C’est une guerre vraiment… sans aucun sens, et qui a causé un nombre incalculable de morts, et qu’à la fin nous avons, comme il est juste qui soit, perdue. C’est ce que j’avais préconisé dans plusieurs articles, bien avant d’écrire le livre sur le mollah Omar. Il faut dire que, lorsque les troupes occidentales ont commencé à partir, ils ont interviewé tout le monde, y compris des gens qui ne savaient pas bien situer l’Afghanistan sur la carte, tandis que personne ne m’a interviewé. C’est là un autre exemple de l’émargination capillaire que moi et d’autres subissons. Indro Montanelli, en une préface qu’il avait rédigé pour l’un de mes livres, avait affirmé : « Ils feront tomber sur lui le silence, qu’est la forme moderne utilisée pour taire ceux qui ne rentrent pas dans les cases ». 

C’est la damnatio memoriae des temps modernes !

Oui, c’est ça ! Et qui est bien plus insidieuse, car… disons que si t’es envoyé en exil pendant le fascisme, au moins tu peux trouver de la force dans ton opposition au régime, tandis que si t’es censuré… c’est plus subtil et insidieux. Ils me sont arrivés des choses de ce type en d’autres occasions, comme avec le seul spectacle télé que j’avais crée, Cyrano, où je n’étais même pas realisateur. Ils l’ont bloqué la veille de son lancement. Bon, après nous sommes arrivés à le jouer au théâtre, je me suis régalé, le spectacle eut un franc succès. J’était avec une troupe théâtrale, ce n’était pas un one man show. En tout cas, je ne puis plus mettre les pieds sur un plateau télé, ou sinon c’est très rare. 

Cela me fait penser à Donal Trump, même si dans une situation totalement différente. Il ne s’agit pas de notre modèle de référence, ici, mais il est néanmoins sidérant de constater comment les réseaux sociaux aient pu décider de taire le président des USA. 

Voilà, Donal Trump est à mon sens un exemple très bon. Trump, contrairement à Hillary Clinton et à Barack Obama, est franc et direct. Certes, il est ce qu’il est, mais au moins tu sais avec qui t’as à faire, tandis que les autres, là, ce sont des hypocrites qui font pareil, peut-être pire encore, mais avec la prétention de rester les défenseurs de la morale internationale. La présidence Trump fut une période importante, car finalement je pouvais critiquer les USA, et je n’étais plus seul à le faire. Cependant, les autres ne critiquaient pas les USA pour ce qu’ils sont, mais seulement parce qu’il était permis de critiquer Trump ! 

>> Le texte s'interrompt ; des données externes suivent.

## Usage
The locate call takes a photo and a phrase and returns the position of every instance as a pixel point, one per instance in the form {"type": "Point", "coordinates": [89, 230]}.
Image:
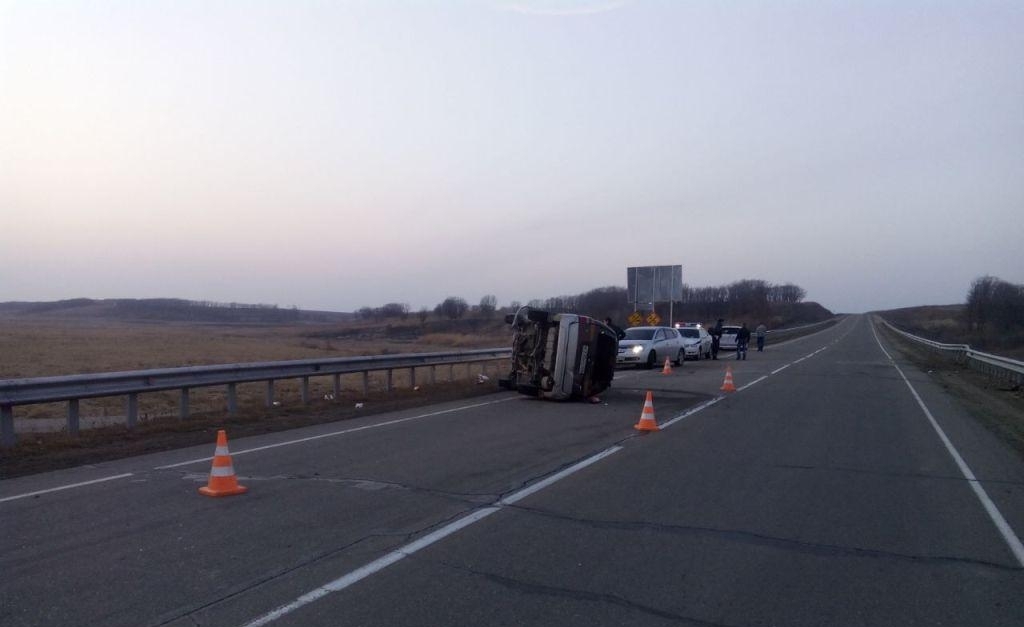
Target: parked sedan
{"type": "Point", "coordinates": [648, 345]}
{"type": "Point", "coordinates": [728, 341]}
{"type": "Point", "coordinates": [696, 342]}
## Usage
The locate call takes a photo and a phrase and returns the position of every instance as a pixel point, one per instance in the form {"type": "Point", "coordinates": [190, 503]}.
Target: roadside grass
{"type": "Point", "coordinates": [996, 405]}
{"type": "Point", "coordinates": [41, 347]}
{"type": "Point", "coordinates": [44, 452]}
{"type": "Point", "coordinates": [945, 324]}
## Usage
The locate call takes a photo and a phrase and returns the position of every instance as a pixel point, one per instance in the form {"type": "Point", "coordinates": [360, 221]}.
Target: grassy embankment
{"type": "Point", "coordinates": [997, 405]}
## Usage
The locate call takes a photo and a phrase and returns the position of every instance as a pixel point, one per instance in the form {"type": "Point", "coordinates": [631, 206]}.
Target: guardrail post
{"type": "Point", "coordinates": [131, 410]}
{"type": "Point", "coordinates": [183, 405]}
{"type": "Point", "coordinates": [7, 437]}
{"type": "Point", "coordinates": [73, 417]}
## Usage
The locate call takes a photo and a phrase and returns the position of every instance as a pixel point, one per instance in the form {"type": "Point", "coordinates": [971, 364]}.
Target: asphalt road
{"type": "Point", "coordinates": [820, 493]}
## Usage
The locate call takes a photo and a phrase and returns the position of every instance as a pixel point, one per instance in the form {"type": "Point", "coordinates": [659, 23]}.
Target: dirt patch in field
{"type": "Point", "coordinates": [997, 405]}
{"type": "Point", "coordinates": [43, 452]}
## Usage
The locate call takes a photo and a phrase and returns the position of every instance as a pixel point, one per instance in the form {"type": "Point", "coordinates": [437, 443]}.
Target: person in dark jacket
{"type": "Point", "coordinates": [619, 332]}
{"type": "Point", "coordinates": [716, 337]}
{"type": "Point", "coordinates": [742, 338]}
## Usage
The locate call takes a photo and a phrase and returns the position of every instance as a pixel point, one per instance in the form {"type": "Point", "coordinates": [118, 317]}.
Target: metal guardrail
{"type": "Point", "coordinates": [992, 365]}
{"type": "Point", "coordinates": [75, 387]}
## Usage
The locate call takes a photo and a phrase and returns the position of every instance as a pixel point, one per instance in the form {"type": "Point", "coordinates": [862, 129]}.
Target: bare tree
{"type": "Point", "coordinates": [453, 307]}
{"type": "Point", "coordinates": [487, 305]}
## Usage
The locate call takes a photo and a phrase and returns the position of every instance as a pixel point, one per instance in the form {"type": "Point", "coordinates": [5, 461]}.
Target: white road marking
{"type": "Point", "coordinates": [691, 411]}
{"type": "Point", "coordinates": [993, 512]}
{"type": "Point", "coordinates": [68, 487]}
{"type": "Point", "coordinates": [400, 553]}
{"type": "Point", "coordinates": [341, 432]}
{"type": "Point", "coordinates": [525, 492]}
{"type": "Point", "coordinates": [754, 382]}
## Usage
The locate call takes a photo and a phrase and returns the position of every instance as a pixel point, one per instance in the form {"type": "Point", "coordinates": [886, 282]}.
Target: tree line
{"type": "Point", "coordinates": [994, 305]}
{"type": "Point", "coordinates": [748, 298]}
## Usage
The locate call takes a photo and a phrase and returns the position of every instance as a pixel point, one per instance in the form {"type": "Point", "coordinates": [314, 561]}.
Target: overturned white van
{"type": "Point", "coordinates": [560, 356]}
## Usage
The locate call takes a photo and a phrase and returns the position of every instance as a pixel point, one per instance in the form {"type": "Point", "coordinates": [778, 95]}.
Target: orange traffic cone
{"type": "Point", "coordinates": [647, 422]}
{"type": "Point", "coordinates": [727, 384]}
{"type": "Point", "coordinates": [222, 481]}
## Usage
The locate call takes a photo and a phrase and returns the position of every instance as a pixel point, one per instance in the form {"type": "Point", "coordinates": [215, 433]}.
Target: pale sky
{"type": "Point", "coordinates": [335, 155]}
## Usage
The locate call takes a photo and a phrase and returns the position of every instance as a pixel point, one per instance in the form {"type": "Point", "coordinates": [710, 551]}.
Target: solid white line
{"type": "Point", "coordinates": [525, 492]}
{"type": "Point", "coordinates": [374, 567]}
{"type": "Point", "coordinates": [691, 411]}
{"type": "Point", "coordinates": [68, 487]}
{"type": "Point", "coordinates": [754, 382]}
{"type": "Point", "coordinates": [400, 553]}
{"type": "Point", "coordinates": [993, 512]}
{"type": "Point", "coordinates": [342, 432]}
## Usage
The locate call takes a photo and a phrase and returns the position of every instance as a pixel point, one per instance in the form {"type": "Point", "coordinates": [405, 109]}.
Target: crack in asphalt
{"type": "Point", "coordinates": [529, 587]}
{"type": "Point", "coordinates": [853, 470]}
{"type": "Point", "coordinates": [751, 538]}
{"type": "Point", "coordinates": [367, 485]}
{"type": "Point", "coordinates": [407, 536]}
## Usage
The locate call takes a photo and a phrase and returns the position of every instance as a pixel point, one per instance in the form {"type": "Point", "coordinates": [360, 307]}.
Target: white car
{"type": "Point", "coordinates": [646, 346]}
{"type": "Point", "coordinates": [728, 340]}
{"type": "Point", "coordinates": [696, 342]}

L’Occident ne semble pas tenir une place privilégiée dans votre cœur. Pourquoi ? D’après tout, son modèle néolibérale, individualiste et démocratique semble susciter l’adhésion de la plupart des peuples de la planète, tandis que les autres sont traités de rétrogrades qu’il faudrait éduquer. Le coefficient de Gini, qui semble être devenu un dogme parmi les néolibéraux, montre que les pays où la démocratie et le libre marché triomphent, la répartition des richesses est plus étendue tandis que les inégalités tendent à diminuer. Votre critique va en profondeur, et remet en question les bases mêmes sur lesquelles dresse l’Occident et sa démocratie…

L’Occident a ce vice obscur de vouloir imposer, avec les bonnes, mais plus souvent avec les mauvaises manières, son modèle et ses valeurs aux autres pays, là où ces valeurs n’ont rien à faire. L’Afghanistan est un exemple, mais on en pourrait évoquer bien d’autres, comme l’Amérique latine. L’Occident fait la promotion d’un modèle totalitaire. Avec des bonnes intentions, certes, mais souvent les meilleures intentions se révèlent être au fond les pires. 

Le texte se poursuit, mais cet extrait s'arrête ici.